Rule based categorization of string

wantti · January 26, 2023, 3:51pm

Hello,

I am new to Knime and have only a few experiences with it.

I want to create a new column called “main target”.
The columns’ content shall be based on whether a string in another column called “contract” matches or not.
I would like to use a dictionary where all potential matchings are written and what value should be given in case of matching.
I have many different keywords which I want to check for matching, and the number of keywords will be growing.

I saw the Rule-based nodes where PMML can be used. I have zero experience with PMML.
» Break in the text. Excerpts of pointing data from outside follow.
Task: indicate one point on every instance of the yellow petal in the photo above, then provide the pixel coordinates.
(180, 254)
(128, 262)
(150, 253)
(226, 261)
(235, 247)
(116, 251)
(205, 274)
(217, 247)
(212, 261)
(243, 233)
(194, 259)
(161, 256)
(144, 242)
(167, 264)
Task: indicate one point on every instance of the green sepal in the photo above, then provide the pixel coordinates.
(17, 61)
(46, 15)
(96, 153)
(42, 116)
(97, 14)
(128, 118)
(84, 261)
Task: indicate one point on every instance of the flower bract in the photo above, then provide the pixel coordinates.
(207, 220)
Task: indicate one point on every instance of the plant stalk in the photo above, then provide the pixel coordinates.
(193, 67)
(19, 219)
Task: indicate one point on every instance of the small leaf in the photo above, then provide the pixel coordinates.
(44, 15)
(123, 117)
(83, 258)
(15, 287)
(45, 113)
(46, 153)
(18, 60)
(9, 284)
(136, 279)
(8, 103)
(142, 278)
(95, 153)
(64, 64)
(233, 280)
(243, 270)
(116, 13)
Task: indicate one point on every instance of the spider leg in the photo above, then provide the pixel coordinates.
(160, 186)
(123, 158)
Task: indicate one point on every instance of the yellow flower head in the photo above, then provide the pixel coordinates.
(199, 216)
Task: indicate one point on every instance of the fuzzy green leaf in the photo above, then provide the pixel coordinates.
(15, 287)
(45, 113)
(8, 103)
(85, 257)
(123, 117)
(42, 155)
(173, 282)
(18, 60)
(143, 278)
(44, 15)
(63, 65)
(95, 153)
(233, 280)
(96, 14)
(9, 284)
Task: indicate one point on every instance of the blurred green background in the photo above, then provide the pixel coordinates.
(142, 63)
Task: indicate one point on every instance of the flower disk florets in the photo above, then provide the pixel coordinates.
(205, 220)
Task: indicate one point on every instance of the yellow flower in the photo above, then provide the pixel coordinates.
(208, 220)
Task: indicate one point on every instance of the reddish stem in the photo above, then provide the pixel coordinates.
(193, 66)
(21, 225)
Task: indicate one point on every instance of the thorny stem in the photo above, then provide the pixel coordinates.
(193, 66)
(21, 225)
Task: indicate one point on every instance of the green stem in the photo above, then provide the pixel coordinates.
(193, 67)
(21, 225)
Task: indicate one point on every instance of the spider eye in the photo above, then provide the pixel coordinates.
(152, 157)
How can I build this with KNIME?

Daniel_Weikert · January 26, 2023, 5:27pm

There are dictionary nodes in KNIME. Maybe you could checkout those?
br

McReady · January 26, 2023, 5:55pm

Perhaps this node can do the job: https://hub.knime.com/knime/extensions/org.knime.features.base/latest/org.knime.base.node.preproc.binnerdictionary.BinByDictionaryNodeFactory
Use a “Create Table” node to create the dictionary and fill it by hand for testing. Or use any other data source as you wish (e.g. Excel Reader, CSV, DB, etc.).
If the node above doesn’t help, one of these should Nodes: dictionary – KNIME Community Hub

mlauber71 · January 26, 2023, 11:29pm

@wantti if it is an exact match can you just use a left join?
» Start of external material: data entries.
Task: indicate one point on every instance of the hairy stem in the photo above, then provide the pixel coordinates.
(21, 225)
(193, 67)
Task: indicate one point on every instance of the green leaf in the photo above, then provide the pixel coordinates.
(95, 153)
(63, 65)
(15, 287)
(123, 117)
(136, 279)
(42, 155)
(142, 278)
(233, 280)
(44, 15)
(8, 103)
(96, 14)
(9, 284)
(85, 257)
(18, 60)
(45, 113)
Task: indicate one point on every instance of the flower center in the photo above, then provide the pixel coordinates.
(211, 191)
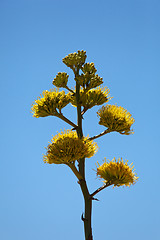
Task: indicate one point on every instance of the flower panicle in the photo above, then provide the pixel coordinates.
(49, 102)
(116, 119)
(60, 80)
(66, 148)
(117, 173)
(75, 60)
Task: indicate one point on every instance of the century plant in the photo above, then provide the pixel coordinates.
(71, 147)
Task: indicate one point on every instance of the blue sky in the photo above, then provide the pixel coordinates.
(40, 201)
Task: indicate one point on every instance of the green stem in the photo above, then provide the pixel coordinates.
(87, 199)
(61, 116)
(100, 189)
(101, 134)
(75, 171)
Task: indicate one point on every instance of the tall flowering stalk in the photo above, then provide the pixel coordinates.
(71, 146)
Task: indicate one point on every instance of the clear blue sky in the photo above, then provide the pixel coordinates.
(122, 38)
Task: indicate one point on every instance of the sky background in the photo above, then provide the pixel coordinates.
(42, 201)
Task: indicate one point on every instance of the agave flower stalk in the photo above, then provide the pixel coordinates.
(71, 147)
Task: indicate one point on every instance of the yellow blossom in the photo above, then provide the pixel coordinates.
(88, 79)
(48, 103)
(74, 60)
(116, 119)
(66, 148)
(61, 79)
(118, 173)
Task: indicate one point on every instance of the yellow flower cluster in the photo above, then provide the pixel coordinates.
(61, 79)
(74, 60)
(66, 148)
(88, 79)
(93, 97)
(118, 173)
(116, 119)
(49, 102)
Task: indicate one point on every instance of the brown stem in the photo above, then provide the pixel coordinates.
(75, 171)
(70, 90)
(61, 116)
(82, 182)
(101, 134)
(100, 189)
wantti · January 30, 2023, 2:48pm

Thank you all for the quick help and suggestions.
I went through all possibilities.
It turned out that I can utilize the "String Replace (Dictionary) the best. But it works only for an exact match. How can I use the Dictionary with regex instead of exact match? That would be the solution.

McReady · January 30, 2023, 4:06pm

Sounds like a multi-step solution to me. Meening you have to separate it into smaller steps, work with additional columns to store a (temporary) result and find a solution this way. Perhaps first “normalize” your results so in a second step the dictionary would hit?
This one could also be worth a try: https://hub.knime.com/knime/extensions/org.knime.features.ext.textprocessing/latest/org.knime.ext.textprocessing.nodes.tagging.dict.wildcard.WildcardTaggerNodeFactory2

wantti · February 20, 2023, 9:48am

Hello,

the Wildcard Tagger sounds promising, but I have no clue how to use it.
There is no documentation how to connect it. I tried with CSV readers and tables but I do not get into the configuration to start understanding how it should work.

The two step approach you mentioned is a good idea, but my case is the following:

It is about categorization of companies. I have thousands of companies I extract of which I do not exactly know what they are doing. They should all be engaged in car repairs in some way. But some of them are specialized in tires, others in body repairs etc.
Therefore, I try to categorize these companies to have a better picture on their business type. I have a list of URLs of which I know what kind of business type they have. Whenever the “unspecified” company is matching with one of the “specified” URLs, they should get added their category name.
Indeed, I could normalize the URLs to the blank domain name and compare it. But still it would be helpful to use regex for those cases where also parts of the domain are enough to categorize.

I still wonder why there is no possibility to use the string manipulation dictionary in combination with regex. That would be very powerful.

Daniel_Weikert · February 20, 2023, 5:17pm

Wildcard Tagger needs a document so you first need to convert your csv string values to document (String to document node)
br

system · May 21, 2023, 5:17pm

This topic was automatically closed 90 days after the last reply. New replies are no longer allowed.